My all-time favorite arcade game is probably The Addam’s Family pinball table.
It’s somewhat forgiving for beginners, there’s plenty to do, and it has a multi-ball announcement that stops traffic.
My all-time favorite video game is probably Bionic Commando (NES).
In 1988, three short years after Nintendo brought Super Mario Bros into our homes, game publisher Capcom brazenly released a game in which the protagonist can’t jump.
Instead, Nathan “Rad” Spencer must infiltrate enemy territory using his bionic grappling arm to ascend ledges and cross dizzying chasms.
The game is pretty challenging, but the once it clicks the sense of flow and mastery is very satisfying.
I’d kinda like to see a rebuild of Shin Megami Tensei: Nocturne (aka Shin Megami Tensei: Lucifer’s Call in Europe) even though I’ve lost most of my previous affection for proprietary video games and game consoles.
Didn’t get much into what y’all would think of as arcade games. Got thoroughly hooked on Pong when it came out (like I said elsewhere, yes I’m old), even often playing it solo! The only real arcade game I ever got much good at though was Battle Zone. By the time the modern stuff with fancier graphics came out, I was too busy to hang out in arcades much; the fanciest graphics I think we had while I was in school was probably Joust.
In no specific order, my favorite video games of all time, almost all exclusively because of fantastic gameplay (I’m not really focused on visuals):
Dwarf Fortress
Factorio
Doom 1 and 2 (Doom3 was horrible doom game, not a bad ‘game’ overall, but not a doom game, and the newer ones have… lost something for me, I’m not sure what, but they don’t hold me like Doom 1 and 2 do).
Duke Nukem 3D (DNF doesn’t exist…)
ZZT (one of the first games I really really got in to and editing)
Battlezone 1 and 2
CoD: MW (the first one, the second is garbage for a variety of reasons to me, but the first had such a fantastic story that really was engaging and immersive)
Minecraft, but only purely for the gameplay, the coding was atrocious, the modding is a horror, the community is a hellscape, and even then, Minecraft without mods is one of the most boring games ever, it is only purely because of it’s mods that it’s on this list at all.
No doubt missing many others, but those are what’s had the biggest impact in my life to me and all of which I still play on occasion (some of them a whole whole lot more often then just ‘on occasion’, lol).
I enjoy modernised arcade games: they are still lowdef but they look much less grainy and pixelated – they simply don’t add much details but are much better looking overall.
I occasionally play 5-6 shmups (bullet hells) on my Switch – shmups are my favourite type of game ever. I have tried 3-4 platformers which I also liked quite a bit.
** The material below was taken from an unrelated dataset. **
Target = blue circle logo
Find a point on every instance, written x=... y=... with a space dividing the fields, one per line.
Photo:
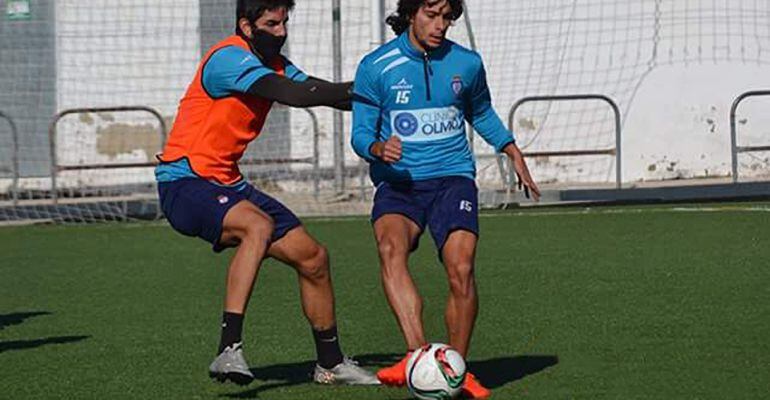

Derek Yu talks about Dwarf Fortress in the first few pages of his book about Spelunky in order to introduce the driving concepts behind the roguelike genre.
He makes the game sound equal parts fascinating and intimidating.
I’m not too experienced with shmups (the last one I played was Jamestown, which I thought was a lot of fun) but I’ve been considering picking up Ikaruga the next time it goes on sale.
Ikaruga is fun, I loved it and is one of these I play every now and then. It has a very unique feature – polarity – which allows you to swap immunities against certain enemy projectiles, adding one more skill lane for people to master. It’s one of the best modern shumps.
That being said, I enjoy Sky Force Reloaded a lot as well. Although have in mind that it doesn’t have that many levels but the fact that you can constantly upgrade your craft by grinding the levels you already passed made the game better for me. Mind you, that’s not an intellectual activity at all; it’s mindless fun where you practice reflexes and timing.
Disclaimer: I bought the Nintendo Switch Pro Controller which many deem to be not cheap (it was about 85 EUR for me). It makes the shmup experience much better. To be fair, it makes all Switch games better.
Ultima VII, an open-world RPG from the early 1990s. Quite a few bugs and problems (like party members fleeing in combat and dropping essential quest items, never to be found again), but as a teenager I played this on my friend’s 486 PC for a year without even advancing the plot – the world was just that immersive and fun to explore.
The closest thing I’ve seen to it since then was Skyrim, which is also fun but feels emptier in many ways.